Laporan: TIM RIAU POS (Riau Pesisir)
DI balik jeruji besi, di atas dinginnya lantai blok A Lapas Klas II B Selatpanjang, 29 pria duduk sembari bercengkerama. Blok itu tidaklah besar. Persis lebarnya lebih kurang 3 kali 3 meter saja. Mungkin belum cukup selesa bagi orang yang terbiasa. Namun tidak untuk mereka yang tampak benar-benar abai.
Senin (8/3), sekitar pukul 09.00 WIB, detak hentakan sepatu mulai terdengar. Lima pria berseragam lengkap biru mendekati blok tersebut. Mereka adalah petugas yang dibentuk khusus oleh Lembaga Pemasyarakatan (Lapas) Klas IIB Selatpanjang.

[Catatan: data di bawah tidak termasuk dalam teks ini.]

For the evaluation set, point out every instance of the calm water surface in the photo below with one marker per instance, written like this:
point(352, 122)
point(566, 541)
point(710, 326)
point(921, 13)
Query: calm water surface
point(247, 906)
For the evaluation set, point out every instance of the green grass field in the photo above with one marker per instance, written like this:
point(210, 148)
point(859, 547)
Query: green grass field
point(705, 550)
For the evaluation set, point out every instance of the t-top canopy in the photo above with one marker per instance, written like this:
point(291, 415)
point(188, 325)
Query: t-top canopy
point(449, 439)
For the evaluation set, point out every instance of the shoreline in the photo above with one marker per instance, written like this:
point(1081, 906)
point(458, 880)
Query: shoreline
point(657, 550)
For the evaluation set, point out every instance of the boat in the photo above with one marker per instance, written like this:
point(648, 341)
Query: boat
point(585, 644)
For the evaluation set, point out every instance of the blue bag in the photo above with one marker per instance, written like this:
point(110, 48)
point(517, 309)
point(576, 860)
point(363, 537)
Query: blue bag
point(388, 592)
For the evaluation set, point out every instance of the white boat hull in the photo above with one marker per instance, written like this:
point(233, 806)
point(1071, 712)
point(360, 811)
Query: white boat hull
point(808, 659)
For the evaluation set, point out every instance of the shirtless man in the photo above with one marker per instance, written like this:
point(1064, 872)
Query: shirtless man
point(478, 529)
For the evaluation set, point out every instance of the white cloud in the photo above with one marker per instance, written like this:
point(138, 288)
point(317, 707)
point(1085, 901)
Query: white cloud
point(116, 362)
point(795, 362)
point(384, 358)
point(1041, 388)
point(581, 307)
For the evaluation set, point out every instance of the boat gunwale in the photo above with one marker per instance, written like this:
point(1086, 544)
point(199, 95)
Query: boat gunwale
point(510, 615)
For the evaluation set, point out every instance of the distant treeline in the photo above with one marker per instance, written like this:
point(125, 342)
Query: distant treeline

Salah seorang membuka kunci dan memerintahkan seluruh penghuni ruangan itu keluar. Satu per satu apa yang melekat di badan mereka diperiksa secara bergantian. Begitu juga seisi kamar. Tidak hanya blok A, pemeriksaan yang sama berlanjut ke Blok B, C, D, hingga E. Total tahanan yang diperiksa sebanyak 287 warga binaan. Tidak terdapat temuan yang mencurigakan. Ternyata lima petugas ini masuk dalam Satuan Operasional Kepatuhan Internal (Satops Patnal) yang beberapa menit sebelumnya dikukuhkan. Hal itu diakui Kalapas Klas II B Selatpanjang, Joko Dwi Mulyono.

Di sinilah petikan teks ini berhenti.